Secretary of Housing & Urban Development v. Layfield

88 Cal. App. Supp. 3d 28 | Cal. App. Dep’t Super. Ct. | 1978

*30Opinion

BIGELOW, J.

Appellant-tenant appeals from an adverse judgment in an unlawful detainer case. It was admitted at the trial that appellant had not paid rent due from November 1976 to the date of trial. Appellant’s proffered defense, not allowed by the trial court, was that respondent’s failure to provide adequate security guards constituted a breach of the warranty of habitability.

In determining what the terms of the lease were which existed between plaintiff and defendant, the trial court considered only exhibit I (in evidence at trial), a copy of the written month-to-month lease, excluding from evidence defendant’s proffered documentary evidence consisting of a copy of “Resident Handbook” distributed by plaintiff and a copy of King’s Manor’s letter “Welcome to King’s Manor Townhouse Apartment” also distributed by plaintiff. The handbook contains a section on “Security” which assures the tenant that security is a vital element in the management plan and that for the tenant’s protection around-the-clock security guards are provided. The welcoming letter specifically states that the handbook is a part of the tenant’s lease “by reference.” Exclusion of defendant’s proffered evidence was error. (See Masterson v. Sine (1968) 68 Cal.2d 222 [65 Cal.Rptr. 545, 436 P.2d 561].)

A landlord’s duty to provide security measures to protect tenants against crime because of his control of the areas of common use in an apartment complex can be a part of the implied warranty of habitability (see Kline v. 1500 Massachusetts Ave. Corp. (1970) 439 F.2d 477 [43 A.L.R.3d 311]) and certainly can become a part of the duty owed to tenants by express terms of a lease.

The breach of the terms of an implied warranty of habitability may be raised as a defense by the tenant in the landlord’s unlawful detainer action. The tenant’s duty to pay rent is mutually dependent on the landlord’s fulfillment of his implied warranty of habitability.

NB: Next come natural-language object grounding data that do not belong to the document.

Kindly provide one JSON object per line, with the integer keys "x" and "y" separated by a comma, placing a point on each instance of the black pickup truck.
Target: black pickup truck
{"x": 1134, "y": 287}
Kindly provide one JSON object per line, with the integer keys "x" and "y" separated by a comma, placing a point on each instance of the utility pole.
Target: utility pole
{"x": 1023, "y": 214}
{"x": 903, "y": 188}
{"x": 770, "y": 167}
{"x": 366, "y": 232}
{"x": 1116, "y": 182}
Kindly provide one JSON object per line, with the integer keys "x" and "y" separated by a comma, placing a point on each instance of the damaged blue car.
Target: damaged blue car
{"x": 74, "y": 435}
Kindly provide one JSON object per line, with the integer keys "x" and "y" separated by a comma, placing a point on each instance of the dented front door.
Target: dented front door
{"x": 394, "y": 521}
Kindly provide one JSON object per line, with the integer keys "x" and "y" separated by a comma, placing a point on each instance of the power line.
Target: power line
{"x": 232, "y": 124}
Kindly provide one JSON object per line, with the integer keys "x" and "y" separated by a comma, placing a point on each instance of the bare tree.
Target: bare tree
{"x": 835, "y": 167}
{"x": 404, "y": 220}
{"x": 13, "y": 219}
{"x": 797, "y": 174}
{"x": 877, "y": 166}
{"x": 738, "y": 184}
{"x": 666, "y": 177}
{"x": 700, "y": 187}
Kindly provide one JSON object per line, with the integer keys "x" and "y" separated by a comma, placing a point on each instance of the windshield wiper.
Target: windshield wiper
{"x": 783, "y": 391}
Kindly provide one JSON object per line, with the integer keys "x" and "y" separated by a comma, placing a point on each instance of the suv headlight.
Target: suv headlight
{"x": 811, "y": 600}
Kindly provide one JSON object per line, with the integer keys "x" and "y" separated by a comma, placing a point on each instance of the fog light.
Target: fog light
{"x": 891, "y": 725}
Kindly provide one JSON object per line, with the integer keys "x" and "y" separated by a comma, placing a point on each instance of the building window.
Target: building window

The landlord’s breach of such warranty can be directly relevant to the issue of possession. The “repair and deduct” remedy of Civil Code sections 1941 to 1942.1 is not an exclusive remedy and does not preclude the recognition of a common law warranty of habitability nor limit the amount the tenant would be entitled to offset by such a defense. (Green v. Superior Court (1974) 10 Cal.3d 616 [111 Cal.Rptr. 704, 517 P.2d 1168].)

*31The judgment is reversed with directions to the trial court on retrial to (1) admit defendant’s proffered evidence as indicated in this opinion (unless subject to other exclusionary rules); (2) determine the terms of the lease with regard to security; and (3) to determine whether or not plaintiff breached an express or implied warranty of habitability and the extent thereof, if any, and to render judgment accordingly. Appellant to recover his costs on appeal.

Cole, P. J., and Pacht, J., concurred.